How do you pick up the pieces after your life is shattered by war? How do you continue living when your country no longer exists, your language is no longer spoken and your family is divided, not just by distance but by politics too? What happens when your old identity is taken from you and a new one imposed, one that you never asked for? When Olivera Simic was seven years old, President Tito died. Old divisions re-emerged as bitter ethnic conflicts unfolded. War arrived in 1992. People were no longer Yugoslavs but Serbs, Croatians, Bosnians. Old friends became enemies overnight. In this heartfelt account of life before, during, and after the Bosnian War and the NATO bombing of Serbia in 1999, Simic talks of her transition from peace to war and back again. She shows how she found the determination to build a new life when the old one was irretrievable. Traversing four continents, she takes us on her winding journey from Bosnia to Australia, revealing the complex challenges of adjusting to life in a new country and exposing the harsh reality of the post-traumatic stress that accompanies her. Simic strives to find the balance between wanting to move on to a different future and a pressing need to look back at a past that won t go away. The pull of her homeland remains irresistible despite it being ravaged by destruction, and her exposure of the war crimes that took place there means she is labeled both a traitor and a truth seeker. "Surviving Peace" is one woman s story of courage that echoes the stories of millions of people whose lives have been displaced by war. As we still face a world rife with armed conflict, this book is a timely reminder that once the last gunshot has been fired and the last bomb dropped, the new challenge of surviving peace begins."

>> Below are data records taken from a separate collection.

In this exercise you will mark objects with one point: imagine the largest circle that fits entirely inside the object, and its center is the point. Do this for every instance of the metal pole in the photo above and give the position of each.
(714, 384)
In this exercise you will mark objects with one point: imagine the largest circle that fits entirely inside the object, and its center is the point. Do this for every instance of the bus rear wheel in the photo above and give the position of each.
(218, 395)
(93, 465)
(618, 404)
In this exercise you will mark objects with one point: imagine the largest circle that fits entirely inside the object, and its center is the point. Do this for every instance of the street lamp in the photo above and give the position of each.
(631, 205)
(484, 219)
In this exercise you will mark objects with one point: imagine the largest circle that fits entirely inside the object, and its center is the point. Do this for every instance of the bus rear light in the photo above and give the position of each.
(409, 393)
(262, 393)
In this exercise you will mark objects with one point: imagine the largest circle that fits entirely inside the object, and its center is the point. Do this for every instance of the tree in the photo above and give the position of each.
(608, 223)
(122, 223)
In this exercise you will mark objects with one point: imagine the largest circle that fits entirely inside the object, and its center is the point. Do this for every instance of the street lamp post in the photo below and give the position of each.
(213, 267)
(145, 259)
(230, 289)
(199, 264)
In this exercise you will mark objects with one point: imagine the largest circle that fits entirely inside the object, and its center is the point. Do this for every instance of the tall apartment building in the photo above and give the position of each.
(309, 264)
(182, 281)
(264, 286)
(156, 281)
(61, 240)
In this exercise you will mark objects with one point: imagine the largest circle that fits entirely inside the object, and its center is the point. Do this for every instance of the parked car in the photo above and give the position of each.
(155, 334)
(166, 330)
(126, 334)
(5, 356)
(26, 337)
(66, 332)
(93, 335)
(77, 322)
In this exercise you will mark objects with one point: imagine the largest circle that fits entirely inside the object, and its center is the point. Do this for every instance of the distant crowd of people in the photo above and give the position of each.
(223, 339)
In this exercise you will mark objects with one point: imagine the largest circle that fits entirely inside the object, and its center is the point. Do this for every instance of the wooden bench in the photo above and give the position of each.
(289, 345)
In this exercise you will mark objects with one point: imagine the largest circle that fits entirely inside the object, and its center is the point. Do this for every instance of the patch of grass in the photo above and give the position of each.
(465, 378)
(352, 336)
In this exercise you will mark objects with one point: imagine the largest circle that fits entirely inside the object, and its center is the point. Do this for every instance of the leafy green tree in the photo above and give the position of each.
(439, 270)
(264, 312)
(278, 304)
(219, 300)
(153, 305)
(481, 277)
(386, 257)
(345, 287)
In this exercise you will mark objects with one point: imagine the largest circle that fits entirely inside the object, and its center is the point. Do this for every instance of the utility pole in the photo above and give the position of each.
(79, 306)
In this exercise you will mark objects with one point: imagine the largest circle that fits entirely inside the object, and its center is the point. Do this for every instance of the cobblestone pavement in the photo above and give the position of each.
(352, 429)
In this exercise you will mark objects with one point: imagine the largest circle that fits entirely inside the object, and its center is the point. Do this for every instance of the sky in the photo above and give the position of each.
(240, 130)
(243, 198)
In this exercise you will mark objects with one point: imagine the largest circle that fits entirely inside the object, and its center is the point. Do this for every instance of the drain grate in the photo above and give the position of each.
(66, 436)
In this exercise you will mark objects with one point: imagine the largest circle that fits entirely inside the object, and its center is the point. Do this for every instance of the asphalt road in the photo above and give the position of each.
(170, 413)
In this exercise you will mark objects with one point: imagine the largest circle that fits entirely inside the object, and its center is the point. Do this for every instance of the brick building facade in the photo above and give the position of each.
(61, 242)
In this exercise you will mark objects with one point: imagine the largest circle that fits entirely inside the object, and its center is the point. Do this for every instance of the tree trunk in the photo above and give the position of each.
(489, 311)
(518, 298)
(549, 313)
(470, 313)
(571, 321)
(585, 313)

Olivera Simic is an academic who was born in what was Yugoslavia and now lives in Australia. In Surviving Peace she uses her own experiences to explore the way that war impacts on people, and the country they left behind. There are a lot of insights in the way that the Balkan War of 1992-1995 has scarred what were once the republics of Yugoslavia, and left its people traumatised. The way the ethnic cleansing of areas has created spaces where the new generation are growing up without the benefits of understanding different groups. Simic struggles with her own identity and writes about war crimes committed in her name as a Serb, and as such struggles with her own identity as she sees herself as Yugoslav as that is where she grew up.
My favourite passage is when she talks about a party where a Australian friend, Michael, asks another friend, Vladimir, where is he from. Vladimir snaps "Former Yugoslavia." "But this was not good enough for Michael so he stated rather determinedly, "Well the former Yugoslavia does not exist anymore." Afterwards Olivera speaks to Michael and he finds Vladimir weird. After all he was just asking a simple question. Olivera writes: "This anecdote is an example of the behaviour of a powerful dominant group towards a powerless minority group...Michael who is a member of the powerful group (white, heterosexual, well-educated Australian men) insisted on a prescriptive mode of behaviour , while expecting Vladimir to fit the norm... Thus seen as the 'other' the minority group, the migrants, do not enjoy the privilege of private space."
This is a great book that does much to humanise the war and the suffering that all sides suffered. It is very thoughtful and has given me a lot of insights into the way we create a narrative about war, and that there is a need to be more nuanced and thoughtful in our approach.
This book tells the author's story but analyzed from an academic perspective, and interwoven with literature, history, genocide studies, trauma studies, human rights and peace studies. It’s not the sort of memoir that will make you cry, but it will make you think.